Immagino che questi che vogliono fare le Olimpiadi del 2024 in Italia siano gli stessi che da una decina d’anni non riescono ad approvare una legge sugli stadi, gli stessi che hanno dovuto dimezzare il progetto dell’Expo di Milano perché non c’erano più tempo e soldi per fare quasi niente, gli stessi che hanno venduto a Roma l’idea di una città dello Sport che nessuno ha mai visto, gli stessi che hanno fatto le piscine dei Mondiali di nuoto mai entrate in funzione o la mitica stazione ferroviaria dei Mondiali ’90 sulla Flaminia, quella mai aperta perché la galleria risultò più stretta dei treni, gli stessi che convinsero il Campidoglio a battersi per un Gran Premio di formula uno nella Capitale senza dirgli che era tecnicamente irrealizzabile.
A vedere le mappe che trasmettono con zelo ai quotidiani, Roma è tutta un pullulare di grandi ed efficientissimi impianti, e non uno che si ricordi che quando piovve per un paio di giorni di seguito la metà finirono sotto il fango, irraggiungibili e impraticabili.
Non so a Milano, ma a Roma le società che lavorano con i giovani – in qualsiasi sport, dal rugby al pattinaggio – si disputano gli spazi col pugnale fra i denti, e questi – quelli del “candidiamoci alle Olimpiadi” (destra, sinistra, centro, in una straordinaria unità di intenti) – parlano di navigabilità del Tevere, stadio di Calatrava, metropolitane di superficie nuove, e ovviamente di ristrutturazione del Foro Italico, che ormai è diventato la pattumiera degli ultras e degli skaters, salvo le aree privatizzate da Veltroni ove ai comuni cittadini è interdetto l’ingresso.
Sono così convinti che già si disputano la spartizione delle gare: il golf all’Olgiata, gli atleti a Tor di Quinto o forse al Labaro (chissà di chi sono i terreni), i giornalisti in un nuovo palazzo da costruire a Saxa Rubra che poi ci facciamo la casa dello studente (quella che c’era se la sono venduta insieme al tennis e alle piscine del Foro Italico).

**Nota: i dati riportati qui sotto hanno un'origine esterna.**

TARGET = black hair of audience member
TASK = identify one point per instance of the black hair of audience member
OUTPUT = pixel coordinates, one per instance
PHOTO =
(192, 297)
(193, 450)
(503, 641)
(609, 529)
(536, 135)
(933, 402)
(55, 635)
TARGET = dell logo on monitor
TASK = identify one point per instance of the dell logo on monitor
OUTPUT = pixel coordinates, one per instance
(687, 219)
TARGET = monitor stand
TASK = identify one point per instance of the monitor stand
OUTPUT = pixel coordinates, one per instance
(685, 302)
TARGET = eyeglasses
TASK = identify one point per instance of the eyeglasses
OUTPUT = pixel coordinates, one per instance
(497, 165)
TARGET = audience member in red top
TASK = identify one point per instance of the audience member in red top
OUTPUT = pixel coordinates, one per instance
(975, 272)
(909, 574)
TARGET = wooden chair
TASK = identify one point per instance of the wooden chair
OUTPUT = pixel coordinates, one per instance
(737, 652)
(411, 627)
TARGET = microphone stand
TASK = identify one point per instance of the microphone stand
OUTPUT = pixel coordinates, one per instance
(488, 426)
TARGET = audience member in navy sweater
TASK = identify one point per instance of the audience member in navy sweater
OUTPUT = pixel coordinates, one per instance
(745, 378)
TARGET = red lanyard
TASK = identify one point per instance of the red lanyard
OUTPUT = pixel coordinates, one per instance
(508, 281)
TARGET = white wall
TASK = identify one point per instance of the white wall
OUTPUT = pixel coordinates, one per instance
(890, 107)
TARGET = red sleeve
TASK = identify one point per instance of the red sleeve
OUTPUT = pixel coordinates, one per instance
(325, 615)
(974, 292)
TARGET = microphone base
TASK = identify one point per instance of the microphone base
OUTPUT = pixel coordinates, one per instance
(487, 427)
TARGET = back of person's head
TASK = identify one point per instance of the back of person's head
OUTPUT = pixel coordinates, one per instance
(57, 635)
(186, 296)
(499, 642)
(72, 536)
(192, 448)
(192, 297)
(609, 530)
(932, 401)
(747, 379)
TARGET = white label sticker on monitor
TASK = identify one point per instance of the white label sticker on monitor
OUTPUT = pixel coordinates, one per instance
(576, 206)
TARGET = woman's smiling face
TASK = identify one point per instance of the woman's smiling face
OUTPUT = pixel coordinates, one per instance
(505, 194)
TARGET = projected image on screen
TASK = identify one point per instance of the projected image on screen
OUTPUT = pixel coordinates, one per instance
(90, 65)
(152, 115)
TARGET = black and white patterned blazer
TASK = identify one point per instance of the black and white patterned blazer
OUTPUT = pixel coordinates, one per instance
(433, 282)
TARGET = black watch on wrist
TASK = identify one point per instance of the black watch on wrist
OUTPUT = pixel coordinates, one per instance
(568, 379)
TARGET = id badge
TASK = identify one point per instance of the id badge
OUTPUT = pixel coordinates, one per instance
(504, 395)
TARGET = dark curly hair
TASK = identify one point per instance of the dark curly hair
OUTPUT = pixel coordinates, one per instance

Non mancano i dettagli surreali: la scherma, cioè lo sport che ci ha dato più soddisfazioni, medaglie e tifo, questi geni la deporterebbero alla Nuova Fiera di Roma, cioè il complesso più brutto nato nella Capitale nell’ultimo mezzo secolo, un falansterio di cemento dove l’evento meglio pubblicizzato sono le mostre mercato di gatti.
“Quasi tre miliardi di opere – giurano – saranno da destinare alle infrastrutture urbane e di mobilità, che resterebbero in dote ai romano”. Ma non le sentono le risate della città? Lo sanno che a Roma metà delle scuole non hanno una palestra, che l’iscrizione di un ragazzo a qualsiasi corso sportivo costa 700 euro l’anno, che lo sport è diventato un privilegio da benestanti, dopo essere stato per un secolo lo strumento di promozione di chi aveva pochi soldi ma carattere e voglia di farcela? E come pensano di convincerci che il “sogno olimpico” possa essere il sogno di una città, o di un Paese, e non solo quello della cricca che già sta facendo correre le calcolatrici?